Auf dem Land gibt es viele Dörfer und entsprechend natürlich Grünschnitt. Da erhebt sich die Frage, wohin damit, denn eine öffentliche Annahmestelle gibt es in Bördeland nicht.

Bördeland l Über die Entsorgung von Grünschnitt sorgen sich die Bürger in verschiedenen Bördeländer Ortsteilen. Stellvertretend machte Peter Seiler aus Großmühlingen die Volksstimme auf das Thema aufmerksam. Es stünden im Gegensatz zu Calbe in der Einheitsgemeinde keine Sammelcontainer mehr zur Verfügung, so dass der Grünschnitt bis zur Deponie nach Frohse gefahren werden müsste. "Uns fehlen die Alternativen dazu", bedauerte er und forderte eine ganzjährige Annahme von Grünschnitt in der Gemeinde. Dazu beruft er sich auf einen entsprechenden Passus im Abfallkalender des Salzlandkreises.

Mechmet Tefikow, kaufmännischer Leiter des Kreiswirtschaftsbetriebs (KWB), stellt zunächst klar, dass in den Monaten März, April, Oktober und November der Baum- und Strauchschnitt regulär mit der Biotonne abgeholt würde. Unabhängig davon, ist eine Abgabe ganzjährig auf den Deponien und Wertstoffhöfen möglich. Prinzipiell stehe es zudem jeder Gemeinde frei, eigene Grünschnittsammelstellen einzurichten und entsprechende Container aufzustellen.
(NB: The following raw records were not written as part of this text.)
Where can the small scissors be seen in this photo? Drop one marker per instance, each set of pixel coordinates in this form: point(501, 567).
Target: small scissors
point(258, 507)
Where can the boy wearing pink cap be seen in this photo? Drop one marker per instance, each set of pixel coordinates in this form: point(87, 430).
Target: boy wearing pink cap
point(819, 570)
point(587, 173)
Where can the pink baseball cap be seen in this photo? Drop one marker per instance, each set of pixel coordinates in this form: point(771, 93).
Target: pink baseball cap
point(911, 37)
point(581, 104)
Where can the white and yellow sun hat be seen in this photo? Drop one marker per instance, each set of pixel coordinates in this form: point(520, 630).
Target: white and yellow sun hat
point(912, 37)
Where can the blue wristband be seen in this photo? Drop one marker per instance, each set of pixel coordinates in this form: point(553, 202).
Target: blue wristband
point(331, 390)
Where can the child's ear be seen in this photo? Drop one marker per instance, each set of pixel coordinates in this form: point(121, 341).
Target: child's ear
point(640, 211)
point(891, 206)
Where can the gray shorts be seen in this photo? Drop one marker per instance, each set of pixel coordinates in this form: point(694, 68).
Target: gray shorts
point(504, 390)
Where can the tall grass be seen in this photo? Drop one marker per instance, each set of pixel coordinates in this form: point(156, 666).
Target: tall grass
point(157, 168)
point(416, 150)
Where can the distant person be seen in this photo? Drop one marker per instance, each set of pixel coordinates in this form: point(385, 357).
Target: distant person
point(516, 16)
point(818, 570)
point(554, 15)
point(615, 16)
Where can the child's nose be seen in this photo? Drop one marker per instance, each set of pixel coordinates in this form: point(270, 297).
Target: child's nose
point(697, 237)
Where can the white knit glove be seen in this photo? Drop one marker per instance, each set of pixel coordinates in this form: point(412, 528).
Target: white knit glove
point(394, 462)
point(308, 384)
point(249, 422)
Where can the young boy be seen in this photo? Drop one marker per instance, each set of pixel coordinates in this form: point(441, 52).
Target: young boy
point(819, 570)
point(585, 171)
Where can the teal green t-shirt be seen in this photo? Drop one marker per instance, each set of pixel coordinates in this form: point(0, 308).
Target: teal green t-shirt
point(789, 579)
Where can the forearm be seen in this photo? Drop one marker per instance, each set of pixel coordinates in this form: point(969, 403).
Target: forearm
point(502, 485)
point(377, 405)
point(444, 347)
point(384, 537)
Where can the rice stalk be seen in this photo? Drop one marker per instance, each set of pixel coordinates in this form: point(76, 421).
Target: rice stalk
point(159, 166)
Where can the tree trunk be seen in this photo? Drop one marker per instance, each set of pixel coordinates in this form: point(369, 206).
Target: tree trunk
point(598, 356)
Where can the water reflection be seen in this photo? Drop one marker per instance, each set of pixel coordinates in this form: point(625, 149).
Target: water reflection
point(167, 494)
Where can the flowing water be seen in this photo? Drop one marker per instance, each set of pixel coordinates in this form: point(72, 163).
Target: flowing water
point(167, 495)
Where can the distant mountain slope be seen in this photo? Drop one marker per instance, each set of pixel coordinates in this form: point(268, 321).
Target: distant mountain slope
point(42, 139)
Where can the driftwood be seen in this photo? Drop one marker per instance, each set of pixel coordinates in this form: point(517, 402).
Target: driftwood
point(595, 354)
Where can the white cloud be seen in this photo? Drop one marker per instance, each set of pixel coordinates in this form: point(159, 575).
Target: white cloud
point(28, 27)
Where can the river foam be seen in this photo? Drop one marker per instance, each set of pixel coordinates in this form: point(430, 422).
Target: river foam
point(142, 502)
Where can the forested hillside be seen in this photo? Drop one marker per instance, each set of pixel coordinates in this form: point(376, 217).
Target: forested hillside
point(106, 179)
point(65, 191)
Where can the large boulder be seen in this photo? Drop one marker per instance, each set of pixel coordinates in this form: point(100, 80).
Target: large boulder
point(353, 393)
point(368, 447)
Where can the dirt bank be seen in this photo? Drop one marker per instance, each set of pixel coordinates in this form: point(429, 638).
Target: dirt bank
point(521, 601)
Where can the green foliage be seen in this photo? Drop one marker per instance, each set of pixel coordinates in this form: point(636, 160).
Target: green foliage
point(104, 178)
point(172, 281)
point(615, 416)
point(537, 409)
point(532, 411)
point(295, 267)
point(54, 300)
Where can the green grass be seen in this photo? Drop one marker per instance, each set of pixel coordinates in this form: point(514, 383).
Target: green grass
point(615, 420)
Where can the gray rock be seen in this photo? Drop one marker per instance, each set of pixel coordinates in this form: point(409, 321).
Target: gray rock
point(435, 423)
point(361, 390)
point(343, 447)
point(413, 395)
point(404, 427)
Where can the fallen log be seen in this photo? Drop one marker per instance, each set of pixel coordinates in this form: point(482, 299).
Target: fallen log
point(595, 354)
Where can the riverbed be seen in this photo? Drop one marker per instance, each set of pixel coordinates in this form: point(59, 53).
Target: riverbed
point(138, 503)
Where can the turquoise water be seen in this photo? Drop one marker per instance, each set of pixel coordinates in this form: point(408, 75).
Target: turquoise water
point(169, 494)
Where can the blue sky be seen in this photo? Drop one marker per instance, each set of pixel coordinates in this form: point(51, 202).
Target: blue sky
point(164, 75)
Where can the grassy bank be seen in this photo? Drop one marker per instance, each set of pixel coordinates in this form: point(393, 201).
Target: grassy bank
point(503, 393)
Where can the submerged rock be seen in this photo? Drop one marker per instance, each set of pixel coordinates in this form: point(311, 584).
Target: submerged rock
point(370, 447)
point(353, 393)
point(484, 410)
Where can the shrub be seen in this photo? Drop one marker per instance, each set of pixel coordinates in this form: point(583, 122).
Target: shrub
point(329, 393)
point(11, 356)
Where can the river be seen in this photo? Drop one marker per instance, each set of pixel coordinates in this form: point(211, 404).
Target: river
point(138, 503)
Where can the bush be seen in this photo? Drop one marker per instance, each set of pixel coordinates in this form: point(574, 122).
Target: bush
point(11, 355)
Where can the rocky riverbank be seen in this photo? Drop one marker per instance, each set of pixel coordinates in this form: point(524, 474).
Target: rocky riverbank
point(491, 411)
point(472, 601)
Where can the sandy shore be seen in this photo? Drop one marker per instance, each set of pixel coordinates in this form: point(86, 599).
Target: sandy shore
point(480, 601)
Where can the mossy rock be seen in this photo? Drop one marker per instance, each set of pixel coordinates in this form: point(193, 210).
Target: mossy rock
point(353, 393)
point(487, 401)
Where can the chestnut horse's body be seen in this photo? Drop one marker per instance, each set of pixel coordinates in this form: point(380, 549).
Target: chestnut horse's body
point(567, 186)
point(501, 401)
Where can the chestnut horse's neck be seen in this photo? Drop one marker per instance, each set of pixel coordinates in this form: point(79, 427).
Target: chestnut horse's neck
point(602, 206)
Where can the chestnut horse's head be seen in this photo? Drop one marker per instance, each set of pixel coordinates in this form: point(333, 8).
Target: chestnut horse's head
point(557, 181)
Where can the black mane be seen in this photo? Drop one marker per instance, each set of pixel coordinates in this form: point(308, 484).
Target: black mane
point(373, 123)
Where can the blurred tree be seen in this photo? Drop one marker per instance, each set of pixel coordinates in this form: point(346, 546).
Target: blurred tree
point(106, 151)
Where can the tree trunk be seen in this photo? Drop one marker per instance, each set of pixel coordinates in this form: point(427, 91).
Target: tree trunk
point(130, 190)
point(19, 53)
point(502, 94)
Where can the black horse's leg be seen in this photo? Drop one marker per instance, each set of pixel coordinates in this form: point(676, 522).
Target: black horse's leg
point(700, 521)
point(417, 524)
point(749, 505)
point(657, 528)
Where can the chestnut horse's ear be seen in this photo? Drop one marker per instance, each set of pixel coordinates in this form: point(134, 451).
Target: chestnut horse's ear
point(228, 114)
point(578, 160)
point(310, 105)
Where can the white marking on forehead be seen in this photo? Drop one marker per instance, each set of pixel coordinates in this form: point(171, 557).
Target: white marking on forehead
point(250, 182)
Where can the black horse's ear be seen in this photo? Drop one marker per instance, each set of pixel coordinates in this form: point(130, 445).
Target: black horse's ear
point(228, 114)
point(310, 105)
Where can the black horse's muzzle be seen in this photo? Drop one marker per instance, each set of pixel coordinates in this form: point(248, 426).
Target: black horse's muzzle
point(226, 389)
Tatsächlich gibt es diese in allen sieben Ortsteilen der Einheitsgemeinde. Das Prozedere erklärt Bauamtsleiter Georg Skorsetz: "Die Container werden uns vom Kreiswirtschaftsbetrieb gestellt. Wenn sie voll sind, rufen wir dort an und sie werden abgeholt. Das klappt problemlos." Das bestätigte auch Tefikow gegenüber der Volksstimme. Beide sprechen von einer sehr guten Zusammenarbeit.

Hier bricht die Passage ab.